Bioinformatics analysis of miRNA–mRNA interaction

To understand the miRNA–mRNA network that was associated with the LPS response, the prediction of LPS-induced miRNA putative target genes was performed using TargetScan software in GeneSpring, into which the TargetScan database (Version 5.0, http://www.targetscan.org/ver50/) was integrated. Based on the context percentile = 50, putative conserved target genes of each specific miRNA were identified. All target genes were then put into GeneSpring software to organize the genes and miRNAs into a network. RNAhybrid software (http://bibiserv.techfak.uni-bielefeld.de/rnahybrid/submission.html) was used to confirm the prediction results from TargetScan.
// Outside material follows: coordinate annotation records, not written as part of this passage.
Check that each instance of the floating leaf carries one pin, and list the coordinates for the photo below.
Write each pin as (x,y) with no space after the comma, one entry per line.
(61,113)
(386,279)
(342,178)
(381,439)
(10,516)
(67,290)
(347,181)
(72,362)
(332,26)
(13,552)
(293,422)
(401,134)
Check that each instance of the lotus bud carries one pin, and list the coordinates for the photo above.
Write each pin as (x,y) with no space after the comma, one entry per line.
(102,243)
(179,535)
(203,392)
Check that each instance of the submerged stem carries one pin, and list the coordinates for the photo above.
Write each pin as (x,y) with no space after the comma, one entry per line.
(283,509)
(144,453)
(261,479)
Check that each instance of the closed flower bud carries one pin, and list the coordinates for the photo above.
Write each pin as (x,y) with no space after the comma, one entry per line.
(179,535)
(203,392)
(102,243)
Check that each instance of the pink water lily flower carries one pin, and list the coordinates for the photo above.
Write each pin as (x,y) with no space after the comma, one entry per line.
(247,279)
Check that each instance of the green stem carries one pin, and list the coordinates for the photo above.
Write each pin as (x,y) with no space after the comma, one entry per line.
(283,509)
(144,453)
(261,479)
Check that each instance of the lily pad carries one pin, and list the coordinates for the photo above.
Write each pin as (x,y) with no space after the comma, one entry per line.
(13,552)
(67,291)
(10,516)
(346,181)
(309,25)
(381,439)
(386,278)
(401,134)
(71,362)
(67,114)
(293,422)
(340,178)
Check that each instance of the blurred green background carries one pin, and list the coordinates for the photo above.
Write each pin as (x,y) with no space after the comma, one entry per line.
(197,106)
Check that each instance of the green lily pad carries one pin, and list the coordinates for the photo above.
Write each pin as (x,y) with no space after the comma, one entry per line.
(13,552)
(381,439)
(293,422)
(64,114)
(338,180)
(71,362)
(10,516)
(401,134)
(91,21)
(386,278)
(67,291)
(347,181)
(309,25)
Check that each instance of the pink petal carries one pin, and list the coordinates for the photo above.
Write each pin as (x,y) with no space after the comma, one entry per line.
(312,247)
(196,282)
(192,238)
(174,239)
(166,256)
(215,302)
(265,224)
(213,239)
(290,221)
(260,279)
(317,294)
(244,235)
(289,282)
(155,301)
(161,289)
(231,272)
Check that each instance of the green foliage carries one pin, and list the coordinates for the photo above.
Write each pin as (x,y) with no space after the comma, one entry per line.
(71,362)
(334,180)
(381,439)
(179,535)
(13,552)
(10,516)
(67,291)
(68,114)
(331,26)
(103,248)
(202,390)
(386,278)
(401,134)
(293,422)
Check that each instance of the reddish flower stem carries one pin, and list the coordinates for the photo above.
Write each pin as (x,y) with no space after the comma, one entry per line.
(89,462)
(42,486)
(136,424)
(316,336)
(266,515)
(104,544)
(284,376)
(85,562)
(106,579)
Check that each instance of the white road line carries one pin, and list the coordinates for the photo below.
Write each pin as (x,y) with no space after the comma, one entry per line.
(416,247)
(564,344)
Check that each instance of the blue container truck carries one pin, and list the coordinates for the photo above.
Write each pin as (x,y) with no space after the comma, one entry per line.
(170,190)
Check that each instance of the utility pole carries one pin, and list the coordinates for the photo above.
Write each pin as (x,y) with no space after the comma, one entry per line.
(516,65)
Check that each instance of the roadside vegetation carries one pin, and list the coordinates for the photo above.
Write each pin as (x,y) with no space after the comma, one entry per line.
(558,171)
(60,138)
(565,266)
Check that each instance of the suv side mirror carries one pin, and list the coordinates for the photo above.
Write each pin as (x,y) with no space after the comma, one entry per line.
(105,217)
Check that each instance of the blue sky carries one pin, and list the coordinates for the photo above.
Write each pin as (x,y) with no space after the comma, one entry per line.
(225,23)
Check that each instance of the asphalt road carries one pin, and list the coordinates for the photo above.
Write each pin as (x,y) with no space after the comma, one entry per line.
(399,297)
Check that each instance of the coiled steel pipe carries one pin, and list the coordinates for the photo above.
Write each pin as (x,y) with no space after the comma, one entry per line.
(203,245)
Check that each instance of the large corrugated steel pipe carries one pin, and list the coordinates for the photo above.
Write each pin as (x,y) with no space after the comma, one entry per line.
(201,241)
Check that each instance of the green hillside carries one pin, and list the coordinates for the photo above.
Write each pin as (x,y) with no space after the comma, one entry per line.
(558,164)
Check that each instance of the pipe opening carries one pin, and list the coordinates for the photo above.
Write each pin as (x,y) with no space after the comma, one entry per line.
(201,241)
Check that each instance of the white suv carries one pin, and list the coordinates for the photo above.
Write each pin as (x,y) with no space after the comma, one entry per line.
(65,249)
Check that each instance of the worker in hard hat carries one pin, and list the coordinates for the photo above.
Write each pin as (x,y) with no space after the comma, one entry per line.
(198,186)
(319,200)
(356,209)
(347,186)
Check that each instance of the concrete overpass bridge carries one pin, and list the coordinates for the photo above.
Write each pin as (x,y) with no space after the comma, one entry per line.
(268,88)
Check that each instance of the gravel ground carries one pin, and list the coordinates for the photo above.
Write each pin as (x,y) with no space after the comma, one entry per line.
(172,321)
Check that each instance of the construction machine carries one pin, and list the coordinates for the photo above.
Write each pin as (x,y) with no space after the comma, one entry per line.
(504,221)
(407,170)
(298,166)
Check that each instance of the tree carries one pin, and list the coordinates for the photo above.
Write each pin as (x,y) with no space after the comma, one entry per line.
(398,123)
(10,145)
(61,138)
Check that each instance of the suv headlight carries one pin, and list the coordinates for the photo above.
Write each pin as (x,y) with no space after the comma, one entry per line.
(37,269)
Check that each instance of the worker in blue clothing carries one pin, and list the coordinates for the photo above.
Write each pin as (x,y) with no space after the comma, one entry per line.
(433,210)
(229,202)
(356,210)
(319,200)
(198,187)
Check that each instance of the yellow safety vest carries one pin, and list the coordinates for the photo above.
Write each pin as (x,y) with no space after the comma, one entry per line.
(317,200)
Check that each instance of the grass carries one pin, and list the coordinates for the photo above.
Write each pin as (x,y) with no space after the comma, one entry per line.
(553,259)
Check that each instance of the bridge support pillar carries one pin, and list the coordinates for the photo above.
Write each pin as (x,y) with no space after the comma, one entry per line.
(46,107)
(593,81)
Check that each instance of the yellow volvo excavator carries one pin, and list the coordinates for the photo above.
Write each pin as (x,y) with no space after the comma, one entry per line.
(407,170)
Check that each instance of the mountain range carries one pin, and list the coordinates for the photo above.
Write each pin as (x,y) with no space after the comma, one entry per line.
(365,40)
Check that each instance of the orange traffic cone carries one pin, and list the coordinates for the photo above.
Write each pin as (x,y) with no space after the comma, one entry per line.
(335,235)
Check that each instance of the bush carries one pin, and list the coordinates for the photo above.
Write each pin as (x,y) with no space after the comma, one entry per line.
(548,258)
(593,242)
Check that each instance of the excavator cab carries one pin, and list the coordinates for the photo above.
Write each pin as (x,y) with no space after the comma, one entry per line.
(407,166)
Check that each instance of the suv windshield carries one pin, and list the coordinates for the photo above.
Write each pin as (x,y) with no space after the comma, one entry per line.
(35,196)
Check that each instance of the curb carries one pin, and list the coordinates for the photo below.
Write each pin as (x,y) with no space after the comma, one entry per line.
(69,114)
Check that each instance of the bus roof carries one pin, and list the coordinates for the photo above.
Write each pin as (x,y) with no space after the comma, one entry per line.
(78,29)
miRNA-3′ UTR-mediated repression assay

Two single strands of 3′ UTR of the mouse SP1 gene containing miR-1224 potential binding site were synthesized and annealed to double strands. There are two restriction enzyme sites, XhoI and NotI, on the two ends of the double strand, respectively. Then the double strand was constructed into the psiCHECK-2 vector. HEK293 cells were cultured in 24-well plates and co-transfected with the psiCHECK-2-SP1-3UTR plasmid and miR-1224 mimics at a final concentration of 50 nm using Lipofectamine 2000 (Invitrogen). Twenty-four hours after transfection, cells were washed with cooled PBS and luciferase reporter assay was performed as previously described in 2·5. Renilla luciferase activity was normalized to firefly luciferase activity. The experiments were performed three times in triplicate. Statistical differences were determined using Student's t-test.

Western blotting

The miR-1224 mimics, inhibitor and control were transfected into RAW264.7 cells to estimate the role of miR-1224 on the activity of NF-κB and the expression of Sp1 protein using Lipofectamine™ LTX and Plus™ reagents. After 36 hr of transfection, nuclear proteins were extracted from RAW264.7 cells using Nuclear and Cytoplasmic Protein Extraction Kits according to the manufacturer's protocol (Beyotime Institute of Biotechnology, China). Bicinchoninic acid assay was used to determine the protein concentration as previously described.²¹ Equal amounts of nuclear protein (20 μg/lane) were separated on 12% SDS–polyacrylamide gel under denaturing conditions, and transferred onto nitrocellulose membrane (Pall Corporation, Washington, NY, USA). After incubation in blocking solution (5% BSA in Tris-buffered saline–Tween-20) at room temperature for 1 hr, the membrane was incubated with primary antibody rabbit anti-NF-κB p65, mouse anti-Sp1 at 4° overnight. The membrane was washed and incubated with secondary antibody conjugated to horseradish peroxidase (HRP) at temperature (25°) for 1 hr. The HRP labelling was detected using an enhanced chemiluminescence Western blot kit (Pierce).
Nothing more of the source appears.